Renungan Minggu, 21 April 2013 – Paskah IV
Hidup kekal sering diartikan sebagai hidup yang tak pernah berakhir. Kekekalan hanya dihubungkan dengan dimensi kuantitas hidup yang tanpa batas. Maka, pembagian fase hidup menjadi dua bagian, yakni hidup sekarang dan hidup yang akan datang, menjadi dominan dalam alam pikir dogma Kristen. Hidup kini adalah hidup yang akan berakhir dengan kematian, sementara setelah kita mati akan masuk dalam fase hidup berikutnya – tahap kedua – yang bersifat kekal. Dampak positifnya orang Kristen tidak takut menghadapi kematian, sebab selalu percaya bahwa setelah itu bisa hidup tanpa mati lagi. Namun, juga harus diakui bahwa pemahaman yang demikian membuat banyak orang hidup dengan kenaifan. Mereka cenderung tidak menghargai kehidupan sekarang sebagai tanggung jawab yang harus dirawat dan diperjuangkan sebaik mungkin. Bahkan, di dalam hidup yang kedodoran, penuh cela, dan jadi batu sandungan sekalipun orang masih bisa sangat percaya bahwa ia telah menerima anugerah kehidupan yang kekal. Kebanggaan terhadap hidup kekal yang demikian menjadikan kekristenan tak lebih dari anugerah yang murahan.

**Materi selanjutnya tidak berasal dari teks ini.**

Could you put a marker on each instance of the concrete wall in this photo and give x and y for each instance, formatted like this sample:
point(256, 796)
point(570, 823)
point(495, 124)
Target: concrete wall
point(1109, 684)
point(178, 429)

Jika direnungkan lebih jauh, sebenarnya konsep hidup kekal dalam kekristenan berbicara tentang dimensi kualitas hidup. Disebut kekal bukan karena hidup terus, melainkan mampu menghasilkan nilai yang bersifat kekal. Kesenangan, kesuksesan, kemenangan – yang selalu dikejar dan diupayakan orang – tidaklah kekal. Tetapi, hidup yang berbuahkan cinta kasih, pengampunan dan perdamaian adalah hidup yang memiliki kekekalan secara kualitas. Kekekalan itu tidak menanti di seberang kematian, melainkan ada di sini, sekarang yang kita kenal sebagai manusia baru. Dengan demikian, hidup kekal adalah hidup yang menghasilkan nilai-nilai kekal, yakni nilai-nilai Kerajaan Allah (Kingship of God). Kekal atau tidaknya hidup seseorang juga dapat diukur dari buah kekekalan nilai yang ia hasilkan dalam kesehariannya (Matius 7:20)

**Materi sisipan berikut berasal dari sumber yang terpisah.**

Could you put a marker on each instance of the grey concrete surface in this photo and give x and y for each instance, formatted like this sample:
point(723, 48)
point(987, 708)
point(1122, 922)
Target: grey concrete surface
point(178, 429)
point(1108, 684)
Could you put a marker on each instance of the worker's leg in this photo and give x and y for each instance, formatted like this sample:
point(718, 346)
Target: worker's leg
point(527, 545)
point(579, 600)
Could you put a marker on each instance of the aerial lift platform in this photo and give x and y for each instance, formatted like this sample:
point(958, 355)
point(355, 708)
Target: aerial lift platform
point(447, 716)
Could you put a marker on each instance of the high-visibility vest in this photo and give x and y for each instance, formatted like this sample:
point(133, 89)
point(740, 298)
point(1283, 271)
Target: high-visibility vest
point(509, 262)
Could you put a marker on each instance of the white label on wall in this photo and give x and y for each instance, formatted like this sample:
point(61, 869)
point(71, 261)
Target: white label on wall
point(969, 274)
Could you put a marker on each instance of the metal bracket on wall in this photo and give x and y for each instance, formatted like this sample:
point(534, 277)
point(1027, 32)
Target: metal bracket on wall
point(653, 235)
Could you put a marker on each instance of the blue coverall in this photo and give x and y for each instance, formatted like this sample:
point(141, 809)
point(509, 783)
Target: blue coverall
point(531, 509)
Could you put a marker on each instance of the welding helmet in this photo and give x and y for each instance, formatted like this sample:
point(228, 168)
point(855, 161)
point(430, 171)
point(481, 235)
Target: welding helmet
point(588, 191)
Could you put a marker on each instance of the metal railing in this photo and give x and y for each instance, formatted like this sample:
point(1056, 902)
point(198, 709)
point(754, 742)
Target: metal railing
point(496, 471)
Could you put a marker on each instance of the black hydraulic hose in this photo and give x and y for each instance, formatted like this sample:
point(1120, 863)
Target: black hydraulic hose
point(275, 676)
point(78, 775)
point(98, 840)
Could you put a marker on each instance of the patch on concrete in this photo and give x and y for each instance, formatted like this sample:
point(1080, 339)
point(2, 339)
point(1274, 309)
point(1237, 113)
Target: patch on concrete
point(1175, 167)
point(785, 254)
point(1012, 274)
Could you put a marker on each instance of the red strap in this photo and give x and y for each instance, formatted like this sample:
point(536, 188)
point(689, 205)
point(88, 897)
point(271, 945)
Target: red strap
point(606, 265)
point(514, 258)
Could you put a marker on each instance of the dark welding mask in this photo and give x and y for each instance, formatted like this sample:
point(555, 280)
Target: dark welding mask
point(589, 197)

Yang menarik, dalam kekristenan kekekalan hidup itu tak dapat diupayakan sendiri, tetapi karena anugerah Allah. Kekekalan hidup yang dianugerahkan Allah di hati manusia (Pengkhotbah 3:11) begitu sulit diwujudnyatakan, sampai Kristus hadir dan membuka mata kita tentang apa dan bagaimanakah kekekalan itu. Jika hidup kekal hanya dilihat dalam dimensi kuantitas (asal percaya pasti selamat dan tidak akan mati – walau hidupnya kedodoran), maka anugerah hidup kekal itu hanya menjadi hadiah murahan (cheap grace). Disebut murahan, karena siapa saja bisa menerima, walau kualitas kesehariannya parah. Alam persekutuan dengan Kristus, kekekalan yang dianugerahkan bagi manusia adalah kekekalan dalam arti kualitas. Buah dari persekutuan dengan Kristus adalah hidup yang elegan, menghasilkan keharmonisan relasi dengan Tuhan, sesama dan seluruh ciptaan: Kekekalan yang mampu mengembalikan bumi ciptaanNya menjadi “Eden Baru”. Dengan penghayatan yang demikian, kita mampu melihat anugerah Allah.